Trucking news and briefs for Wednesday, June 30, 2021:

Navistar, Traton deal given final approval from regulators

Navistar on Wednesday said it has received all regulatory approvals needed to proceed with a previously announced merger with Dusk Inc., a wholly owned indirect subsidiary of Traton SE. The merger is expect to close on July 1, subject to the satisfaction of customary closing conditions. 

Navistar, the manufacturer of International Trucks, and Traton, Volkswagen's commercial truck arm, in November entered into a merger agreement in which Traton would acquire all of the outstanding common shares of Navistar for $44.50 per share in cash. Traton previously held 16.7% of Navistar, which it acquired via a procurement joint venture and strategic technology and supply collaboration in 2016. Navistar stockholders approved the buyout deal at its annual meeting in March. 

Traton CEO Matthias Gründler noted the closing of the buyout, which has been on the table in some form since January 2020, combines Traton’s strong position in Europe and substantial presence in South America with Navistar’s complementary footprint in North America to form a global company.

After the, Navistar will be part of the Traton Group, and thus support Traton in its aim to become "a global champion of the transportation industry."

[Related: International Trucks parent agrees to Traton buyout]

FMCSA finalizes driver training rule delay

The Federal Motor Carrier Safety Administration on Wednesday finalized a delay it announced last February to the Entry-Level Driver Training rule.
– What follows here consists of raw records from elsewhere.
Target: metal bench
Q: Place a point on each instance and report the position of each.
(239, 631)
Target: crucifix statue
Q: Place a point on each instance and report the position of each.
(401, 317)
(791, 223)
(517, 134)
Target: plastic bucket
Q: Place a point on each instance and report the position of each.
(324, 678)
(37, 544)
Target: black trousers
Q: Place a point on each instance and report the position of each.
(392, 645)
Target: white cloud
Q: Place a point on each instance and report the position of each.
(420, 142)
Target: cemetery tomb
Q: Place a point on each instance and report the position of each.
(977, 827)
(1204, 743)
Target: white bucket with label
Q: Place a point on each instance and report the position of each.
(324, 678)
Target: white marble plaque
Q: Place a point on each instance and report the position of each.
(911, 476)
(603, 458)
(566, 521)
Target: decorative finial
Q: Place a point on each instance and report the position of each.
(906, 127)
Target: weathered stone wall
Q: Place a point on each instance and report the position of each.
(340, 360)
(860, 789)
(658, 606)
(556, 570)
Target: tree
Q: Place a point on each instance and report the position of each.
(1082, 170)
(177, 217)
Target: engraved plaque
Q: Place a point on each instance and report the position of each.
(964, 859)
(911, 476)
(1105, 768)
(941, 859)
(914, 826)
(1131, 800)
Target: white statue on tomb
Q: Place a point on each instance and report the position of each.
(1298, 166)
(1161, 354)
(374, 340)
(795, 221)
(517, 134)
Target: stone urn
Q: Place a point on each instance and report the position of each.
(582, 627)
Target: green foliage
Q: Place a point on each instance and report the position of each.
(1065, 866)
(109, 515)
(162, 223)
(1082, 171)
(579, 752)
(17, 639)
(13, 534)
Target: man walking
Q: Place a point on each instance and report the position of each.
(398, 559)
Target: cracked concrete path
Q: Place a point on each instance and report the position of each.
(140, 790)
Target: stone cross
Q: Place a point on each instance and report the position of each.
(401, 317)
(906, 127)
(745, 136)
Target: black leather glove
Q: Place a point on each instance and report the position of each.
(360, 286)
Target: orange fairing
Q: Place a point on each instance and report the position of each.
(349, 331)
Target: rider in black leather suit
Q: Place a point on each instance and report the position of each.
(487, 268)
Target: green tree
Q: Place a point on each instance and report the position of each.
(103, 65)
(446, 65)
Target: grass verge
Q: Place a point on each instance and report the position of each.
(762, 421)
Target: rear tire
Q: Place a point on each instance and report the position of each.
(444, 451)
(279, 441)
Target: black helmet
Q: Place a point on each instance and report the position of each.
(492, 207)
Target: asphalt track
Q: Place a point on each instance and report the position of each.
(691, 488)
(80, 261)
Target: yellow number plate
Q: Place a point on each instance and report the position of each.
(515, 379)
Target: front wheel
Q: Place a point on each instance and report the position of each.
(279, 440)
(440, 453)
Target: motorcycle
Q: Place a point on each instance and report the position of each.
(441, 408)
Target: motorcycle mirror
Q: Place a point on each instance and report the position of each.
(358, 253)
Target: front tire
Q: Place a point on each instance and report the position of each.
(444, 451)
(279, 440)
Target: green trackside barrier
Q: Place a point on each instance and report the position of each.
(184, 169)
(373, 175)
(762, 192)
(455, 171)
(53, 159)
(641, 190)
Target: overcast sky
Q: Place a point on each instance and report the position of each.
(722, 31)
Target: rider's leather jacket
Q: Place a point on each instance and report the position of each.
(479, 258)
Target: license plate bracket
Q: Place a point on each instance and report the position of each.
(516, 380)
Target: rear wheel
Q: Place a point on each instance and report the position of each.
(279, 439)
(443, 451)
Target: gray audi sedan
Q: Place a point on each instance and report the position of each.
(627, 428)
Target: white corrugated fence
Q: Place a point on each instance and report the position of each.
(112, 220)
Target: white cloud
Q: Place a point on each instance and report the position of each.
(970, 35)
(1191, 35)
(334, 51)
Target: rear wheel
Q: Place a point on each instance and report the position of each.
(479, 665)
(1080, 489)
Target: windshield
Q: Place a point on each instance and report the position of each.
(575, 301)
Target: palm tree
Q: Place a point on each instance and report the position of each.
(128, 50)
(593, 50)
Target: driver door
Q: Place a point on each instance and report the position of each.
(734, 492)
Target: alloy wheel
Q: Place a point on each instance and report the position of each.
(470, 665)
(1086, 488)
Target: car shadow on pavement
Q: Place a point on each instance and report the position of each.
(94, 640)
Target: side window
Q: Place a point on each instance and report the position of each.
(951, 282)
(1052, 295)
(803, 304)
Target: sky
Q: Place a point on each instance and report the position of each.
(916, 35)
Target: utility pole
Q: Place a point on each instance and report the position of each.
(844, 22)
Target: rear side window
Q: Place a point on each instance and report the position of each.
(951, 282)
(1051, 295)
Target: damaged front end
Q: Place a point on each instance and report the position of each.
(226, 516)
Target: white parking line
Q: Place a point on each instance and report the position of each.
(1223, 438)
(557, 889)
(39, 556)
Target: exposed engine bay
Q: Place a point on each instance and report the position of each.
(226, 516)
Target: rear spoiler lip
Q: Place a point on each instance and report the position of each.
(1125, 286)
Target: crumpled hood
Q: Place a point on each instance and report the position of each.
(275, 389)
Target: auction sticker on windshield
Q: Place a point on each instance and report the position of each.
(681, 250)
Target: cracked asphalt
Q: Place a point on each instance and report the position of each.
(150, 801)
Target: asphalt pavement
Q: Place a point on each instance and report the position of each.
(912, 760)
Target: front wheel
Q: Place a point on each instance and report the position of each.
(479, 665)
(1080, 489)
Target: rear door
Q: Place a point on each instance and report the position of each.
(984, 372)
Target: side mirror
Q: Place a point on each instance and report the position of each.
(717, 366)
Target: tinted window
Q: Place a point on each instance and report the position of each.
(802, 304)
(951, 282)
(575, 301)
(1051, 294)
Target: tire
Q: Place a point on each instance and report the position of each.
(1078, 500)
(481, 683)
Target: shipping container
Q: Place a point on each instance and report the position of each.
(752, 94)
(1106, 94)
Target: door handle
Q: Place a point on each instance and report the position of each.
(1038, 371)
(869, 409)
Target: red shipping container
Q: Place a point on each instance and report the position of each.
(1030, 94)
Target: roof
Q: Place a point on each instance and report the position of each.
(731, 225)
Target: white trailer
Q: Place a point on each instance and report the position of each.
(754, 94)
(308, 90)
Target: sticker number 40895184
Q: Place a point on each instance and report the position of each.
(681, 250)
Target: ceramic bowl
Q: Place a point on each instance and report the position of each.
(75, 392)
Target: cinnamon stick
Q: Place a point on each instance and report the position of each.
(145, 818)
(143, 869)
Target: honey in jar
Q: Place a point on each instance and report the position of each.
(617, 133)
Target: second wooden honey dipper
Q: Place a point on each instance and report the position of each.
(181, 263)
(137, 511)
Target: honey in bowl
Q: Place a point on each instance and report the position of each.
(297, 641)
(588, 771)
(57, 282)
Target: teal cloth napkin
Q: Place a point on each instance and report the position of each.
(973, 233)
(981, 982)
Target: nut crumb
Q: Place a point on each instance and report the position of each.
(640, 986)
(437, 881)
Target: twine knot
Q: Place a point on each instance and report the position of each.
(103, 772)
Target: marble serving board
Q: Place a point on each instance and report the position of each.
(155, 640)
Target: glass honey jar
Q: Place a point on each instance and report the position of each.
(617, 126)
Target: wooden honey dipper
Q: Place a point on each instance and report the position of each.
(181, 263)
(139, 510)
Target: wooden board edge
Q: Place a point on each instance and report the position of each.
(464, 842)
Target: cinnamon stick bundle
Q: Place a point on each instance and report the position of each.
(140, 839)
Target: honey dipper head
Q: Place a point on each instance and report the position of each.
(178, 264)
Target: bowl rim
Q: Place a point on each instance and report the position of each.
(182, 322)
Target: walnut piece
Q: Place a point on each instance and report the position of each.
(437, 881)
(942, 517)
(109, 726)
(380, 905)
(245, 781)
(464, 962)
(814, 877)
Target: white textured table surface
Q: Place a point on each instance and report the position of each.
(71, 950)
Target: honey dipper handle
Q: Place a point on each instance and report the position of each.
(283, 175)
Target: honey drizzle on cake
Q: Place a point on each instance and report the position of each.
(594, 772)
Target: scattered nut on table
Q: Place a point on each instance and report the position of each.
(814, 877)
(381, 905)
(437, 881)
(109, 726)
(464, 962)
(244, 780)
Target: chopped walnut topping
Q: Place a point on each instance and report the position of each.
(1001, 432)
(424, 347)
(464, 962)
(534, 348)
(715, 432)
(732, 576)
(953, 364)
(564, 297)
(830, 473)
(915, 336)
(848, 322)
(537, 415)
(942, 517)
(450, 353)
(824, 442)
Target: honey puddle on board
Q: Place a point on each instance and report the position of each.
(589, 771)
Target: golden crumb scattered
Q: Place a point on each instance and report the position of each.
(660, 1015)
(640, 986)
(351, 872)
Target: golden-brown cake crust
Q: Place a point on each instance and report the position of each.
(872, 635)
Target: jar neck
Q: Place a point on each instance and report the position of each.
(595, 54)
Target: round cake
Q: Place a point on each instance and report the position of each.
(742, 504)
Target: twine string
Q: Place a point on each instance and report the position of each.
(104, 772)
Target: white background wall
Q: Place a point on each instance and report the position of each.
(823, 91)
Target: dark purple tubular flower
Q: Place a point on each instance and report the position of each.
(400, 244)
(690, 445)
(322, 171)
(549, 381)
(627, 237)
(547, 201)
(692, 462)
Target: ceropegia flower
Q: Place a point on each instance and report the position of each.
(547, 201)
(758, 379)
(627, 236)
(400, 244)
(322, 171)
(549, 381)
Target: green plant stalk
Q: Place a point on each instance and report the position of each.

The final rule published Wednesday in the Federal Register finalizes an interim final rule published Feb. 4, 2020, that delayed the effective date of the ELDT rule from Feb 7, 2020, to Feb. 7, 2022. The agency says the delay “provides FMCSA additional time to complete development of the Training Provider Registry and provides State Driver Licensing Agencies time to modify their information technology systems and procedures, as necessary, to accommodate their receipt of driver-specific ELDT data from the TPR.

The agency notes in the final rule that, while it has provided some guidance to the public, it plans to publish further guidance as the new compliance date nears.

Required training in the rule – both classroom and behind-the-wheel driving – includes the basic operation of a vehicle, vehicle control systems and dashboard instruments, pre- and post-trip inspections, backing and docking, distracted driving, roadside inspections, hours of service, driver-whistleblower protections and procedures, and more.

The rule requires training to be completed by an FMCSA-approved provider from the Training Provider Registry established by the rule, which remains at this date a work in progress.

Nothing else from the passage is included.